Spain grants Dukedom of Franco to dictator's granddaughter
New Spanish government considers modifying law to cancel title granted by People's Party executive just before being ousted
The Spanish government wants to take away the dukedom that the granddaughter of dictator Francisco Franco inherited this week. On Tuesday, it was confirmed that the noble title of the general whose military dictatorship ruled Spain for 40 years had officially been granted to Carmen Martínez-Bordiú Franco after inheriting it from her mother.
The order was signed by the People's Party government just one day before being ousted by a no confidence vote, setting the process of granting the application in motion. It was not only until this Tuesday that Spain's Official Gazzete made the nomination official.
Annulling Franco dukedom
In response, Spain’s new Socialist government said it is now looking at the “very feasible” possibility of modifying the decree of 1912 that establishes the rules and regulations for passing on noble titles. That would then allow the executive to go ahead and annul the Franco dukedom.
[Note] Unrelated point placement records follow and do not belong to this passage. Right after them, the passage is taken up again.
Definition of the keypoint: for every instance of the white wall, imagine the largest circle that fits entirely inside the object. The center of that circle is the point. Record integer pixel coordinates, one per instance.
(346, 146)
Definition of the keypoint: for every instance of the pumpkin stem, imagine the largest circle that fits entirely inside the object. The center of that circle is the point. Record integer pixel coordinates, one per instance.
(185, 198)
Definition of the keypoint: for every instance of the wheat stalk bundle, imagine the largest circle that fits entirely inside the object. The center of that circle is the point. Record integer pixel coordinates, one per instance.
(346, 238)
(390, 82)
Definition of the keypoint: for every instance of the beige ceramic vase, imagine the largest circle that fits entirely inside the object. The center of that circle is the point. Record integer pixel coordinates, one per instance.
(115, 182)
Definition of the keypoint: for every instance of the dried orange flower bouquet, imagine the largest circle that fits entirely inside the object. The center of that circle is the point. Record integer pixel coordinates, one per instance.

According to the current Spanish executive, the title must be abolished because it contravenes Spain's Law of Historical Memory, which legally obliges the public authorities to do away with symbols and celebrations of the military uprising that put Franco in power, and the decades-long dictatorship that followed.
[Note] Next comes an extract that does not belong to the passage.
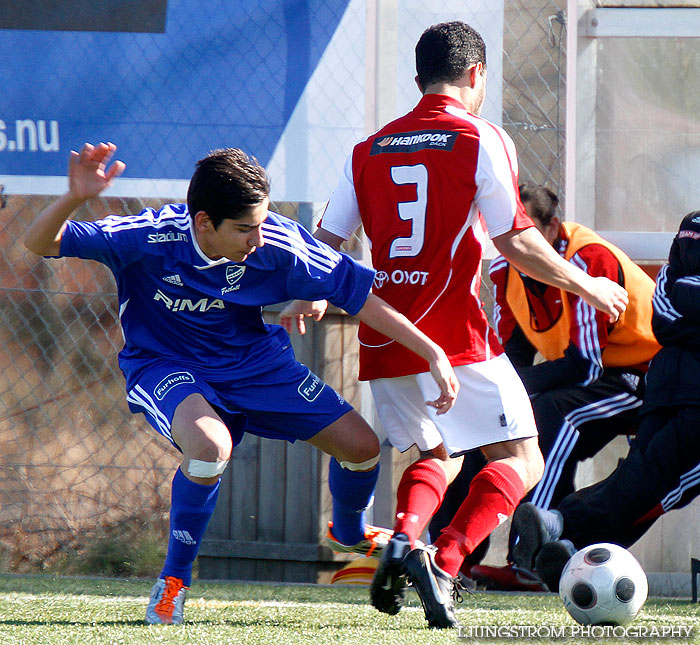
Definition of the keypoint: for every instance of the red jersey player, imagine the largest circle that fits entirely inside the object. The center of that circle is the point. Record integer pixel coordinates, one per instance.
(418, 187)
Spain’s Socialist party, when still in opposition earlier this year, opposed the decision to approve the granting of the title by Mariano Rajoy’s PP government of the time.
Franco's granddaughter
Carmen Martínez-Bordiú Franco applied for the title of Duke of Franco after the death of her mother, Franco's daughter, at the end of last year. The 2006 modification of legislation governing the succession of titles that brought male primogeniture to an end meant that Carmen Martínez-Bordiú, aged 67, became the legitimate heir to the title.
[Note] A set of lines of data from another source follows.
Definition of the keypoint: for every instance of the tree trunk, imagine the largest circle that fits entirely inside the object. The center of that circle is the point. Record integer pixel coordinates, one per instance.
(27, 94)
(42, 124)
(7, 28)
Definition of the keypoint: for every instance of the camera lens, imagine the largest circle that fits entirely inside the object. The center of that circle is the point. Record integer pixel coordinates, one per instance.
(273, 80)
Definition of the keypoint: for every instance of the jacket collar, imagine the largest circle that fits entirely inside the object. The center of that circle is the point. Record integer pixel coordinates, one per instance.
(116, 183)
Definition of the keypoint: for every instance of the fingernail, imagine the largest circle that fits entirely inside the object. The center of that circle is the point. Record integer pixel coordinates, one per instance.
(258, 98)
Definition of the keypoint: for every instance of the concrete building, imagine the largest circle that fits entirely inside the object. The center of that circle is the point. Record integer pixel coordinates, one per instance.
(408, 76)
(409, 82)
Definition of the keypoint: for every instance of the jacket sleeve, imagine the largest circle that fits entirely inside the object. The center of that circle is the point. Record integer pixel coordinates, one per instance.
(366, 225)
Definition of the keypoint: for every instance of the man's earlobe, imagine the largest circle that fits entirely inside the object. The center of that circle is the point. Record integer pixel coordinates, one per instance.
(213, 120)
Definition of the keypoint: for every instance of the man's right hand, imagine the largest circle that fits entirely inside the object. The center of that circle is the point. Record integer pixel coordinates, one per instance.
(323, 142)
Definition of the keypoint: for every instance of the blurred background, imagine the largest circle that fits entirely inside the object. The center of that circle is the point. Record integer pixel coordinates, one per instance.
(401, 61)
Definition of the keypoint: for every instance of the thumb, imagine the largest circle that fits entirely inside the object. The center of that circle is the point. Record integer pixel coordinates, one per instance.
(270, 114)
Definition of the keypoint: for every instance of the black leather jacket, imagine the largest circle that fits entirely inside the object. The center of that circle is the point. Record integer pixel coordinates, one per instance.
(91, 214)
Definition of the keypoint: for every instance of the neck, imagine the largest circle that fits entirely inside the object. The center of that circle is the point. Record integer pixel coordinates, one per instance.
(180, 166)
Valle de los Caídos monument
The new Spanish government has also said that it intends to exhumate the dictator Franco's remains from the place where he has been buried for more than 40 years, 'a prominent place' in the Valle de los Caídos (Valley of the Fallen) monument. It is a location in the Madrid region where tens of thousands of the dead who fought on both sides of the Spanish Civil War are buried.